The generated T-OR and G-OR rationales follow this folder structure:

data/
  └── <dataset>/
      ├── <dataset>.jsonl
      ├── T-OR/
      │   ├── output.jsonl
      │   └── images/
      └── G-OR/
          ├── output.jsonl
          └── images/

T-OR Rationales

T-OR renders the rationale into a compact typographic image while preserving the original order of the reasoning content.

DATASET=aqua_rat \
INPUT_JSONL=data/aqua_rat/aqua_rat.jsonl \
OUTPUT_DIR=data/aqua_rat/T-OR \
OUTPUT_JSONL=data/aqua_rat/T-OR/output.jsonl \
bash scripts/render_typographic.sh

Important

For T-OR rendering, the textual rationale in the solution field must be LaTeX text without syntax errors.

  • Reads rationales from the solution field.
  • Searches for a compact and readable typographic layout under the reasoning_token budget.

G-OR Rationales

G-OR generates a structured visual rationale by composing reasoning steps into graphical panels.

DATASET=aqua_rat \
INPUT_JSONL=data/aqua_rat/aqua_rat.jsonl \
OUTPUT_BASE=data/aqua_rat/G-OR \
OUTPUT_JSONL=data/aqua_rat/G-OR/output.jsonl \
PROFILE=nano-banana-pro \
bash scripts/render_graphical.sh
  • Uses the configured generation profile, such as PROFILE=nano-banana-pro.
  • Converts the problem, rationale, and optional visual inputs into a step-aligned graphical rationale.

3. Inference

Optical reasoning

For optical reasoning, T-OR takes the problem text together with the rendered typographic rationale image, while G-OR takes the problem text together with the generated graphical rationale image.

Run inference on T-OR:

PROFILE=gpt5.1 \
INPUT_JSONL=data/aqua_rat/T-OR/output.jsonl \
OUTPUT_DIR=outputs/aqua_rat/T-OR \
OUTPUT_JSONL=outputs/aqua_rat/T-OR/infer_gpt5.1.jsonl \
bash scripts/infer_typographic.sh

Run inference on G-OR:

PROFILE=gpt5.1 \
INPUT_JSONL=data/aqua_rat/G-OR/output.jsonl \
OUTPUT_DIR=outputs/aqua_rat/G-OR \
OUTPUT_JSONL=outputs/aqua_rat/G-OR/infer_gpt5.1.jsonl \
bash scripts/infer_graphical.sh

Usage Example

The example below shows the intended inference pattern after an optical rationale image has already been generated.

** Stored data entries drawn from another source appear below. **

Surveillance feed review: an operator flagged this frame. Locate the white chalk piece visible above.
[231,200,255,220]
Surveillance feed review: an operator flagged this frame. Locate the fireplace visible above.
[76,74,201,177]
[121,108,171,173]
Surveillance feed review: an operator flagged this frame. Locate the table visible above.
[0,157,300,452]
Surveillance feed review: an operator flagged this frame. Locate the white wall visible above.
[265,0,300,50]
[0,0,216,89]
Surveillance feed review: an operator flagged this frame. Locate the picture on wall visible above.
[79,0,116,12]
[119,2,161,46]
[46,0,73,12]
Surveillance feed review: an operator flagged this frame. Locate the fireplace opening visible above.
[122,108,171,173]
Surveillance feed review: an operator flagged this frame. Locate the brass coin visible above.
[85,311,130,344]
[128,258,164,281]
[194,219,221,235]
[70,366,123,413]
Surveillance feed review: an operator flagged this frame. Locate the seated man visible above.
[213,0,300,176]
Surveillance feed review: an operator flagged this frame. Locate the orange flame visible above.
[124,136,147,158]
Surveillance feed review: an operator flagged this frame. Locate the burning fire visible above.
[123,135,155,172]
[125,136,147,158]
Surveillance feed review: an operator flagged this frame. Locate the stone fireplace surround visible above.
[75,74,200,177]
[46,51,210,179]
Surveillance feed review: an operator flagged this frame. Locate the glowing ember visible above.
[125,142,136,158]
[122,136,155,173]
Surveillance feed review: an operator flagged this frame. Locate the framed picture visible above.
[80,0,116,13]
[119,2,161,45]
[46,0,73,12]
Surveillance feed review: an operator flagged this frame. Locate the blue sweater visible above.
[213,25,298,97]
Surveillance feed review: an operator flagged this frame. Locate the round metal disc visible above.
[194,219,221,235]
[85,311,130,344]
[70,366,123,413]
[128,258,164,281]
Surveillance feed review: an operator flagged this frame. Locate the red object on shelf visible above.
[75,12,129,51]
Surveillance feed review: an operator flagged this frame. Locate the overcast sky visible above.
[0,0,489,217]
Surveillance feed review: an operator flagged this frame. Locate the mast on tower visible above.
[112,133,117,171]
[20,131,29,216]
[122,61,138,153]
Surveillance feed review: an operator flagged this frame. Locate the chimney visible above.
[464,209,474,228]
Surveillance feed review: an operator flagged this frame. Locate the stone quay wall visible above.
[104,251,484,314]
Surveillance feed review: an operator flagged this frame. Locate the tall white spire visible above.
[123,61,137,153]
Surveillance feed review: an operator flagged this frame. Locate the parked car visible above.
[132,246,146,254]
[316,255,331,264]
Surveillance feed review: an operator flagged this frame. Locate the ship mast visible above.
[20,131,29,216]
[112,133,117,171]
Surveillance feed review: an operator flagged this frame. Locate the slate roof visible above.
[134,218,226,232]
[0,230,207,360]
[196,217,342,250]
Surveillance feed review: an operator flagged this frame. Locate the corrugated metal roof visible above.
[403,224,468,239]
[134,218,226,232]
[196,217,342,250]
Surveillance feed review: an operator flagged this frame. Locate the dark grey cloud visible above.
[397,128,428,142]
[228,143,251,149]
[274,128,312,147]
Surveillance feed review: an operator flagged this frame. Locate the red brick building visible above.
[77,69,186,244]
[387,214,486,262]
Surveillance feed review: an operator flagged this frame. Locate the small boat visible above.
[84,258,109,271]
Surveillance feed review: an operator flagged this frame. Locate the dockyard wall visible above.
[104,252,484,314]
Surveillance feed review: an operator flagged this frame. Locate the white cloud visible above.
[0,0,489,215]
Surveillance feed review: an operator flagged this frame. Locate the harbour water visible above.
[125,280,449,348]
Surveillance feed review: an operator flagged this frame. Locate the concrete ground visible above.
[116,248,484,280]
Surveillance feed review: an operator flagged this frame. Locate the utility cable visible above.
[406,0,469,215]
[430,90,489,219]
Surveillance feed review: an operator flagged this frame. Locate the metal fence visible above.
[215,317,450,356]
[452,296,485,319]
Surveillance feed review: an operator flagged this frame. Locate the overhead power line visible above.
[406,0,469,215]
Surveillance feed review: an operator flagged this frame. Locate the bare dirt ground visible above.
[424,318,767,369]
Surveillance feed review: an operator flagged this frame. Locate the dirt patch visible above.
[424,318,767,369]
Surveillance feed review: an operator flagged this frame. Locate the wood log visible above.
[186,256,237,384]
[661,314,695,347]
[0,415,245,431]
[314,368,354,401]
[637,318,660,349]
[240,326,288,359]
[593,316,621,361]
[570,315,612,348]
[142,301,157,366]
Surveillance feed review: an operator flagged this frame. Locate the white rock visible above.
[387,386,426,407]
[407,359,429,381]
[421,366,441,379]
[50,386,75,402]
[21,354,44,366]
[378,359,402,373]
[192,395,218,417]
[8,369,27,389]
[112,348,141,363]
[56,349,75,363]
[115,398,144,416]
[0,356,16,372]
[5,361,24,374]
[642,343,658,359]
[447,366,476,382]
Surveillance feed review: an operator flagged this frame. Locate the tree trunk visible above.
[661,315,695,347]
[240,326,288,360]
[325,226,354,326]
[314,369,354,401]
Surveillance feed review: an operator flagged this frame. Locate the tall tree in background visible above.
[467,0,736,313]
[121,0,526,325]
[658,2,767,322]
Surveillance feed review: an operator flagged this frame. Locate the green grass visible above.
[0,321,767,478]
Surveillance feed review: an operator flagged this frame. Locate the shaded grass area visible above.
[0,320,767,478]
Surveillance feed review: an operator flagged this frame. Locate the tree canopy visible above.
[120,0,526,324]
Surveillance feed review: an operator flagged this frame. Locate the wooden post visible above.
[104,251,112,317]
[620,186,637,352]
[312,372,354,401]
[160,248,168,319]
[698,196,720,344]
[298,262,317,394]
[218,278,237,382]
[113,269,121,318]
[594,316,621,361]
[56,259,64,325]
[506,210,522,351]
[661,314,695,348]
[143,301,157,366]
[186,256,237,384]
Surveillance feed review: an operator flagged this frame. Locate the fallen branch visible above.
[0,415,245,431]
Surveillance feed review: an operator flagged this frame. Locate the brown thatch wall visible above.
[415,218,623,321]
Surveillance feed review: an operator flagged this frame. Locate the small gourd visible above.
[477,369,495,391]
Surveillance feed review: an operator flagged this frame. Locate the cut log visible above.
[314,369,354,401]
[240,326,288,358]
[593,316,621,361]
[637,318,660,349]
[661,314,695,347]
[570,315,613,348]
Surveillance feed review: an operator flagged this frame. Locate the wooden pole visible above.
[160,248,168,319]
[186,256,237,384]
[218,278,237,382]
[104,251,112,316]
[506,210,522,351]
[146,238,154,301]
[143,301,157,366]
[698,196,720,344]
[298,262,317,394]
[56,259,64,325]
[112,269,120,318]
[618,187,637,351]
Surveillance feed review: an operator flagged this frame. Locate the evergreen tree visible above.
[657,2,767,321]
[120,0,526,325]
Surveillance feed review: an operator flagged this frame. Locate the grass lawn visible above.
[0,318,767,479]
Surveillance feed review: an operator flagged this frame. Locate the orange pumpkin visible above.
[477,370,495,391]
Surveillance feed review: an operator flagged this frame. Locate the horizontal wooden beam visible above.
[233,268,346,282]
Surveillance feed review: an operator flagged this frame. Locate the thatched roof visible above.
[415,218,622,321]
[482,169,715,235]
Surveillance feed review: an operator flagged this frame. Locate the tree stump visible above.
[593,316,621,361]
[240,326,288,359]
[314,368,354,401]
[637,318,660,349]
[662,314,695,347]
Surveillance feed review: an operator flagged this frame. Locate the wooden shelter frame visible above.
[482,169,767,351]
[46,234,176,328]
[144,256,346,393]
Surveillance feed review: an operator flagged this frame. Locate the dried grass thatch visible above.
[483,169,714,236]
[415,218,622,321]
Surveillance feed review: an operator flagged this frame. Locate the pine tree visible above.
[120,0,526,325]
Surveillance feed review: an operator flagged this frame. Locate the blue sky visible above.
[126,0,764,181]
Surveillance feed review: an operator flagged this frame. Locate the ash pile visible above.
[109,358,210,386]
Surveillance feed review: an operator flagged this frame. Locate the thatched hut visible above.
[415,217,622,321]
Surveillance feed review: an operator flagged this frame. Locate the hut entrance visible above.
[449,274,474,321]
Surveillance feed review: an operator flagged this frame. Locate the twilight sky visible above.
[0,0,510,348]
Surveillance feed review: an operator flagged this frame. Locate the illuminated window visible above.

The MLLM receives the original problem text together with the T-OR or G-OR rationale image, then returns the final answer in \boxed{ANSWER} format.

import json
import subprocess
from pathlib import Path

# 1) Prepare one example with the original problem and a generated rationale image.
#    Replace this path with an existing T-OR or G-OR rationale image.
rationale_image = Path("data/aqua_rat/T-OR/images/sample-001.png").resolve()

example = {
    "id": "sample-001",
    "problem": "A rectangle has length 12 and width 5. What is its area?",
    "image_path": str(rationale_image),
}

input_jsonl = Path("outputs/tmp/usage_example_input.jsonl")
output_jsonl = Path("outputs/tmp/usage_example_output.jsonl")
input_jsonl.parent.mkdir(parents=True, exist_ok=True)
input_jsonl.write_text(json.dumps(example) + "\n", encoding="utf-8")

# 2) Run image-based reasoning inference.
subprocess.run(
    [
        "python",
        "src/run.py",
        "infer",
        "--data",
        str(input_jsonl),
        "--output",
        str(output_jsonl),
        "--profile",
        "gpt5.1",
        "--task-type",
        "img_reasoning",
        "--max-tokens",
        "256",
        "--no-evaluate",
    ],
    check=True,
)

# 3) Inspect the model answer.
result = json.loads(output_jsonl.read_text(encoding="utf-8").splitlines()[0])
print(result["prediction"])
print(result["parsed_prediction"])

Note

Configure src/configs/profiles.yaml before running the example. For multimodal datasets, add question_image to the JSONL row when the original question also includes an input image.

Text baselines

Text reasoning receives the problem followed by the rationale, and free reasoning asks the model to solve the problem step by step.

python src/run.py infer \
  --data data/<dataset>/<dataset>.jsonl \
  --output outputs/<dataset>/text_reasoning/infer_<model>.jsonl \
  --profile <model> \
  --task-type text_reasoning

Use --task-type no_reasoning or --task-type free_reasoning for the other text baselines.


4. Reproduction

The main experiment script evaluates five models on five benchmarks under seven settings: no reasoning, text reasoning, and T-OR with reasoning token ratios of 0.2, 0.4, 0.6, 0.8, and 1.0.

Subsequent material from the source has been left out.